Quit sugar with tasty alternatives
Author Sarah Wilson says that back in the cave-people days, fruit was rare. Our bodies evolved without a fructose “full switch,” as she calls it. When we found berries, we gorged and stored it as instant fat.
Special to The Seattle Times
I’VE QUIT sugar at least five times. And every time my anti-inflammatory/Paleo/quitting sugar kick is over, I snuggle up with my faves — chocolate, cookies, sour gummies.
The good news is that quitting gets easier every time. But I’ve never stuck the landing of a sugar-free life.
Aussie writer Sarah Wilson promises it is possible. Her book, “I Quit Sugar,” lays out how to do it in eight weeks.
We all know sugar is not healthy, but Wilson is more specific: fructose, not sugar, is the problem. Back in the cave-people days, fruit, which has fructose, was rare. Our bodies evolved without a fructose “full switch,” as she calls it. When we found berries, we gorged and stored it as instant fat. Yes, fructose converts directly to fat. Research also shows fructose inhibits our immune system, interferes with mineral absorption, speeds up aging, and can cause hyperactivity and anxiety. Some scientists say it’s responsible for 35 million deaths worldwide a year.
Wilson’s approach to quitting sugar (www.iquitsugar.com) is rather unorthodox: Eat fat. For those of you shuddering at the thought, Wilson says our body understands fat. “We don’t get fat from eating fat and protein,” she writes. “We get full.”
She advocates fats such as ghee, coconut oil, olive oil and butter, animal fat and full-fat dairy. Avoid unstable, polyunsaturated fats like canola, safflower, sunflower, soy and corn oils.
Thus, my challenge. Eat fat, cut fructose — including table sugar, honey, agave and fruit. Gulp.
I decided to quit while doing a Paleo challenge that cuts out sugar and has lots of good fat. Per Wilson’s program, I also cut out all fresh and dried fruit.
Wilson gives two weeks to ease in; I gave myself a few days. The first day wasn’t so bad. I ate some pineapple with my eggs, and life felt fine. The second day, I wanted ice cream after dinner. The thought of sharing my failure publicly stopped me.
I went cold turkey on Day 5. I discovered how much sugar is out there: in my bacon, in my buffalo jerky bar with cranberries, in the balsamic vinegar I use on salads. I stewed, and used lemon juice instead.
I found some sweet outlets — coconut water, which has almost no fructose, and tea. I drank kombucha, but the 5g of sugar per serving nagged at me, so I stopped.

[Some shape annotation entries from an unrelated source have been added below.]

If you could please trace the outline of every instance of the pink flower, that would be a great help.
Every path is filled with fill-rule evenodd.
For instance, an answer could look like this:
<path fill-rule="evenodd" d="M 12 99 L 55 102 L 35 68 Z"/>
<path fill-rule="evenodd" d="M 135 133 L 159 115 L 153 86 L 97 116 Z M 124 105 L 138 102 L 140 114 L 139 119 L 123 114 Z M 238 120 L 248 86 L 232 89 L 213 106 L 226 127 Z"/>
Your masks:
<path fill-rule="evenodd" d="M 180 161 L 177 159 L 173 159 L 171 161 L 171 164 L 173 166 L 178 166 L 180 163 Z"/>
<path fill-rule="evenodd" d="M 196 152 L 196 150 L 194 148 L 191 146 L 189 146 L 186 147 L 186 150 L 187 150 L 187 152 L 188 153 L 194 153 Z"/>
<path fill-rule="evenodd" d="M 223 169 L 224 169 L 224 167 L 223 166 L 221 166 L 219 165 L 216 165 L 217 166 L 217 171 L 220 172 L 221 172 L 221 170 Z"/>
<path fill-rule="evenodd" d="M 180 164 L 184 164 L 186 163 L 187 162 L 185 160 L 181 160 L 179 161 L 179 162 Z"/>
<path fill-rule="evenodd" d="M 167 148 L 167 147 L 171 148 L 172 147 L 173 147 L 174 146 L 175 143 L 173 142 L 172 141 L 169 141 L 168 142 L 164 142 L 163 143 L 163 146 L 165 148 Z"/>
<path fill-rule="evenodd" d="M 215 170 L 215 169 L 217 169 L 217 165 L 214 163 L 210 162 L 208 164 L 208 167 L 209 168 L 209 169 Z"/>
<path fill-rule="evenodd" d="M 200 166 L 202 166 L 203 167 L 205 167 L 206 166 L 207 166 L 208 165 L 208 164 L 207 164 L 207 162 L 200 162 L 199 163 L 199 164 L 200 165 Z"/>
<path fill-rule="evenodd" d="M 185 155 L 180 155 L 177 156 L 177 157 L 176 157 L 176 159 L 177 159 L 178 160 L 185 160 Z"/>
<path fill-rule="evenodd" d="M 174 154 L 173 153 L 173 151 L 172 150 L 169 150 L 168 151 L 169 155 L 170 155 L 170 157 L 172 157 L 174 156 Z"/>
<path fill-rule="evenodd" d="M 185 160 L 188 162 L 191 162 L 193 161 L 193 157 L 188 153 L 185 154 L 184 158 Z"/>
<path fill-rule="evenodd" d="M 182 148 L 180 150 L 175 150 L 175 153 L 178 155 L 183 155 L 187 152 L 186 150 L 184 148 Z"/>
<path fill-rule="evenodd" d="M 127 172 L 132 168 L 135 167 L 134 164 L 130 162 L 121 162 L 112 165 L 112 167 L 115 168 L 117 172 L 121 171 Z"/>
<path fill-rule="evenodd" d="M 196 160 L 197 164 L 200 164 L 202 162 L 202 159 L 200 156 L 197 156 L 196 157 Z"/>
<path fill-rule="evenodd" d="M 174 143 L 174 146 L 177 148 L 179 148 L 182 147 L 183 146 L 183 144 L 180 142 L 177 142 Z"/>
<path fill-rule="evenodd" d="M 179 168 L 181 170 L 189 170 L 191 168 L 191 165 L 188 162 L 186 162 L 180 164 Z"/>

I learned to prepare. I made Wilson’s Coconutty Granola recipe and carried it with me. I made prosciutto egg cups for an easy snack. I ate at home before a Mariners game, though I longed for BBQ pulled pork. I accompanied my boyfriend to ice cream and heroically abstained.
Eating good fat and protein, like eggs, avocado and meat plus vegetables, helped curb sugar cravings. In the wild world of eating out, however, cutting sugar could feel impossible. On one bad day at lunch I didn’t ask whether my pulled pork had sugar in the marinade.
I learned to be kind when I screwed up, like when I ordered fruit with my eggs at brunch.
Within days, I felt better. Cutting grains helps, but I know from experience sugar is the main culprit. I no longer wake up bloated from a sugar binge. I feel leaner. My energy through the day is stable. I remembered why I keep quitting sugar.
By the end of the program, Wilson allows some fruit and limited sweetness with brown rice syrup, which is glucose, not fructose. The body is designed to consume 6 to 9 teaspoons of sugar a day. I can’t wait for some berries.